When the Bell deal was announced, Philippines Defence Undersecretary Fernando Manalo described the second batch (the same basic platform as the CH-146 Griffons flown as general transports and gunships by the Royal Canadian Air Force) as “combat utility” aircraft. The Griffons were to be a key element of a modernization program in the Philippines, to include new light combat jets manufactured in South Korea, to “give our armed forces the minimum capability to demonstrate their ability to perform their responsibilities” in the face of an increased Chinese presence in the region.
However, both the Saudi LAVs and the second Philippines sale were seized upon by human rights activists because of concerns that the new platforms would be used against dissidents. Duterte certainly didn’t help his case – or Bell’s, for that matter – by saying that using the helicopters simply to ferry troops around was “a crazy proposition.” Instead, referring to rebels and Islamic militants in the southern Philippines, he said he was “buying helicopters because I want to finish them off.”
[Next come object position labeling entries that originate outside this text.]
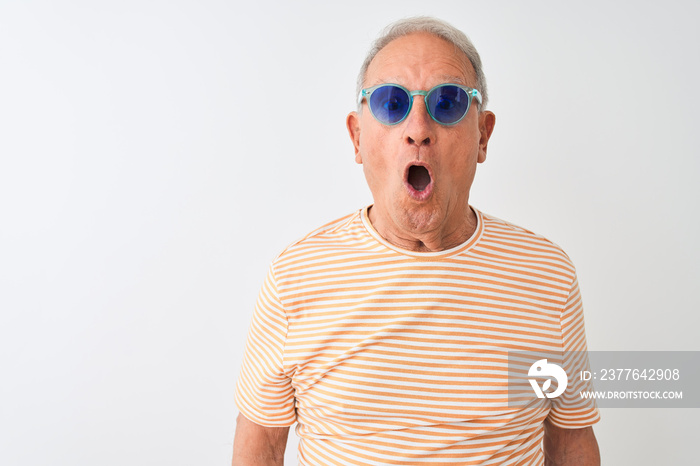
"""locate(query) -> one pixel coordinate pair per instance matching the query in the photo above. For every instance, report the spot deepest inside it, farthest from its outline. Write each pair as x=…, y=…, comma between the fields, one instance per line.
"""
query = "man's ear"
x=353, y=124
x=487, y=120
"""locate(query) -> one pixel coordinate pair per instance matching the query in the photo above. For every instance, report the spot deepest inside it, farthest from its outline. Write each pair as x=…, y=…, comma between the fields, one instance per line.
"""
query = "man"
x=385, y=334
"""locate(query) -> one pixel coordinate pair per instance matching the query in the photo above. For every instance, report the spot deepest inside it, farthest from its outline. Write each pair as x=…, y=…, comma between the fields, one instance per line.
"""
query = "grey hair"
x=436, y=27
Prime Minister Justin Trudeau had expressed concerns in a private meeting with Duterte during a November 2017 summit in Manila, and Canada imposed restriction for the use of the helicopters. “As I mentioned to President Duterte, we’re concerned with human rights, with the extrajudicial killings,” Trudeau told reporters shortly afterward, adding that Canada has “a reputation for being able to have strong and frank, sometimes firm, discussions around the rule of law and human rights with its partners.” He characterized his conversation with Duterte as “cordial and positive.”
That wasn’t how the Filipino leader saw it. Trudeau was barely back in Ottawa when Duterte, who has openly bragged about aggressive crackdowns on dissidents, considered any foreign questioning of his administration “a personal and official insult.” He cancelled the Bell deal three months later.
It could be argued that hands were forced on both sides of the Pacific: Duterte because he doesn’t like to be backed into a corner, and Trudeau because he was taking heat from arms control lobbies, some of which have considerable influence on party politics and, as a consequence, the government.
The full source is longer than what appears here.